О проникновении социализма в капитализм Сахаров писал уже в 1968 году — «о реальном использовании капиталистами социальных принципов социализма, о реальных улучшениях в положении трудящихся». [457] И это подкрепляло его идею конвергенции. Не стремился же он вырастить гибрид сталинского социализма с диккенсовским капитализмом?! Он говорил о сближении людей, живших в двух реально существующих государственных системах, какими бы словами их ни называть.
И причина, по которой он расширил свои размышления на область международной политики, была для него зловеще реальна — угроза мирового самоубийства. Реальность этой угрозы он оценил, привлекая и научную логику, и статистику, и историю.
457
Сахаров А.Д. Размышления (1968) // Тревога и надежда, 1991, с. 39.

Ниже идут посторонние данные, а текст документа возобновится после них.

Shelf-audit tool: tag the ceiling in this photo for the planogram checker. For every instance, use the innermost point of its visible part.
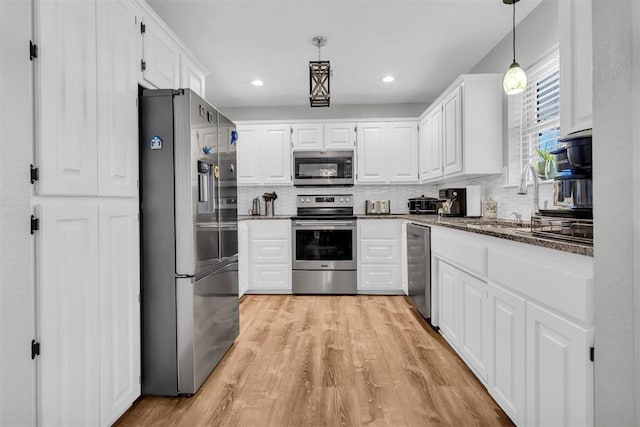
(424, 44)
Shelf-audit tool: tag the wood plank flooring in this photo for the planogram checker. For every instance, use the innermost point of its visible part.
(329, 361)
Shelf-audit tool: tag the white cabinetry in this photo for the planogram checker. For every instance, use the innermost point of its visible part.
(576, 65)
(387, 152)
(68, 320)
(119, 268)
(65, 86)
(264, 155)
(160, 56)
(506, 335)
(559, 372)
(269, 252)
(465, 138)
(379, 253)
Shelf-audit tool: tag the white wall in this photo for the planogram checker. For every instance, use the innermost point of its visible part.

Для его научного анализа военно-стратегической ситуации, как и для анализа американского эксперта Ганса Бете, принципиально важно было не понятие социализма, а представление о двух стратегических противниках, закрытых друг для друга, потому взаимно не доверяющих и вынужденных ожидать наихудшее недруг от недруга. Советский и американский эксперты добавили к этому свое профессиональное понимание технических возможностей ракетно-ядерного нападения и противоракетной защиты. А как называть двух противников — «звездно-полосатый» и «красный» или «социализм» и «капитализм» — несущественно. Что в устройстве общества существенно для стратегического анализа — так это его способность к открытости, к сближению, и потому — к доверию.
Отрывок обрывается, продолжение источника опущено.